III. WSD FOR INDIAN LANGUAGES

Various works on WSD are implemented in English and other European languages but less amount of work has been done in Indian languages due to large variety of morphological inflections and lack of different sense inventories, machine readable dictionaries, knowledge resources , which are required for WSD algorithms. The work in various Indian Languages are described below.

3.1 WSD FOR BENGALI Graph-based approaches have been quite successful in unsupervised word sense disambiguation, so we decided to work on graph-based WSD system for Bengali. We have studied the performance of two successful WSD methods suggested by Navigli and Crisafulli(2010) and Jurgens(2011) in Bengali. In this approach (Navigli and Crisafulli, 2010), the corpus is queried with a target word and a cooccurrence graph is constructed from the contexts after removal of the target word from the contexts. The main idea behind this approach is that edges in the cooccurrence graph participating in cycles are likely to connect vertices (i.e. words) belonging to the same meaning component. The work focuses on cycles of length 3 (triangle) and 4 (square). The edge weights are equal to the Dice-coefficient of cooccurrence of two words in the retrieved context set and edges with weight below a threshold are removed. Each of the remaining edges are assigned weight equal to the triangle and square scores and edges with score below a threshold value are removed. Finally, all the connected components of size greater than a threshold are identified and each such component is assumed to contain words that together indicate a distinct sense of the target word. Jurgens (2011) proposed a community detection algorithm from a cooccurrence graph constructed from the nouns in the corpus that occur with frequency greater than a threshold. Initially, similarity between each edge pair is computed by a scoring function which equals zero if the edges do not share any vertex and is the ratio of the number of common neighbors and the total number of neighbors of the two vertices apart from the common vertex. Finally, the edges are aggolmeratively clustered by single-link criteria. The construction of the dendrogram is stopped when the sum of the edge density in the clusters is highest.

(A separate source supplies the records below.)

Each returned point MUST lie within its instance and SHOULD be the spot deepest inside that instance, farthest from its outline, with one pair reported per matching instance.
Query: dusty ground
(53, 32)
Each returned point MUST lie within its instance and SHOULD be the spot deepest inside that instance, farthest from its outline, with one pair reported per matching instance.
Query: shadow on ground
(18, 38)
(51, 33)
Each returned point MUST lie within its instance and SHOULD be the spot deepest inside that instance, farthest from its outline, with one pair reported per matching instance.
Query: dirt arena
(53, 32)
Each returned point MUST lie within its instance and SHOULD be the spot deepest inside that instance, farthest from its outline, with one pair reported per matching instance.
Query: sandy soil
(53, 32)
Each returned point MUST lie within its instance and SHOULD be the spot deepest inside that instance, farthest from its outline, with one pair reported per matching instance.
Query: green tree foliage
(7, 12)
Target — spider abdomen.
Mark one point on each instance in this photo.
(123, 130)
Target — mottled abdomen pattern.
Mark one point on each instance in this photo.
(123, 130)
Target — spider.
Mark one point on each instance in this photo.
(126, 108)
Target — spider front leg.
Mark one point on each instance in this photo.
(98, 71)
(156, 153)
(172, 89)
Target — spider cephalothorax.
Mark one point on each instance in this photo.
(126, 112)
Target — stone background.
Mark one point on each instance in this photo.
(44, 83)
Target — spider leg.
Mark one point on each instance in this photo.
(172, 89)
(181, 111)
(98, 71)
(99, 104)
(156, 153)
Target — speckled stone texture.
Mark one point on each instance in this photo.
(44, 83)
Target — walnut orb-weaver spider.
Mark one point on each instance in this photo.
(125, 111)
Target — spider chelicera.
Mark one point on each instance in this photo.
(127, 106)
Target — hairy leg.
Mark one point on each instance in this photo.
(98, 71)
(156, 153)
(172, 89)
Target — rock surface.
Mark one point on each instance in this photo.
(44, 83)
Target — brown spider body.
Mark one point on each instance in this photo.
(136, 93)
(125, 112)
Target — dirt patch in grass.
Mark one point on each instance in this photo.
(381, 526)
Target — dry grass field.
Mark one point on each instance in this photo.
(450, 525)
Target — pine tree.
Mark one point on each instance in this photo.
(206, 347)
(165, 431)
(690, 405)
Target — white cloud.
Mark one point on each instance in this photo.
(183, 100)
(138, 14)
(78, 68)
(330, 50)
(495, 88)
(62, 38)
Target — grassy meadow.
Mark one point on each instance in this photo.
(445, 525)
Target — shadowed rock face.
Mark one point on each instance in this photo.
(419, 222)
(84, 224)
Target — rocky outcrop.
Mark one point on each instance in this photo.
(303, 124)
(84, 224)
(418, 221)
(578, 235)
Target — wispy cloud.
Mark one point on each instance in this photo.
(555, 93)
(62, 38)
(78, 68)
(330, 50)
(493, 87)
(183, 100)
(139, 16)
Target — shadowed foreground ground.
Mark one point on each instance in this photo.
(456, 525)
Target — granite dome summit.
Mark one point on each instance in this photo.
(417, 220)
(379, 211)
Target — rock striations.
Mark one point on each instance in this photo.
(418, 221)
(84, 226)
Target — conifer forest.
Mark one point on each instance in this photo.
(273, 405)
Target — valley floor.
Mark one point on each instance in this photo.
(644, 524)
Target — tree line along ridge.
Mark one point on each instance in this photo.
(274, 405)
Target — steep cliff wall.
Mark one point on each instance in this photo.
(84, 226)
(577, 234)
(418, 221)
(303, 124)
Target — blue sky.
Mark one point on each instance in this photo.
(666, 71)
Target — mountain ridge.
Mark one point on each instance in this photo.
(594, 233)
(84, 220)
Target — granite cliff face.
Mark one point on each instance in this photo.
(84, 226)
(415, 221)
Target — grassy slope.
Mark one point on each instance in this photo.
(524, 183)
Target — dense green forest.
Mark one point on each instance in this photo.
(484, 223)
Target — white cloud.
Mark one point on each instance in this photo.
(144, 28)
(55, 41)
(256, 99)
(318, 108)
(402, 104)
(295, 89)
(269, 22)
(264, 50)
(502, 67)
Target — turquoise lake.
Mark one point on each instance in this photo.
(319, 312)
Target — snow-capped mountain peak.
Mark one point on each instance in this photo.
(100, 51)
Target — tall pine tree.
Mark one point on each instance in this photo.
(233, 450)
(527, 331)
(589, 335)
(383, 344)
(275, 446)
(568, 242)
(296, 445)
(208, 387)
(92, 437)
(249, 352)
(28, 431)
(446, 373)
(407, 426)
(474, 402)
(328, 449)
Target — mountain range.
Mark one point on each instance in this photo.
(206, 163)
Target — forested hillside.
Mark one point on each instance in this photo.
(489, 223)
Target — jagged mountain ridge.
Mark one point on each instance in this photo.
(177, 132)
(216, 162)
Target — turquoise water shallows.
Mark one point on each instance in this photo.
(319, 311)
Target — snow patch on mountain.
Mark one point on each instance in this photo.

@IJMTER-2016, All rights Reserved 350 International Journal of Modern Trends in Engineering and Research (IJMTER) Volume 03, Issue 04, [April– 2016] ISSN (Online):2349–9745; ISSN (Print):2393-8161 3.2 WSD FOR HINDI Pushpak Bhattacharyya , The Hindi WordNet is a system for bringing together different lexical and semantic relations between the Hindi words. It organizes the lexical information in terms of word meanings and can be termed as a lexicon based on psycholinguistic principles. The design of the Hindi WordNet is inspired by the famous English WordNet.In the Hindi WordNet the words are grouped together according to their similarity of meanings. Two words that can be interchanged in a context are synonymous in that context. For each word there is a synonym set, or synset, in the Hindi WordNet, representing one lexical concept. This is done to remove ambiguity in caseswhere a single word has multiple meanings. Synsets are the basic building blocks of WordNet. The Hindi WordNet deals with the content words, or open class category of words. Thus, the Hindi WordNet contains the following category of words-Noun, Verb, Adjective and Adverb.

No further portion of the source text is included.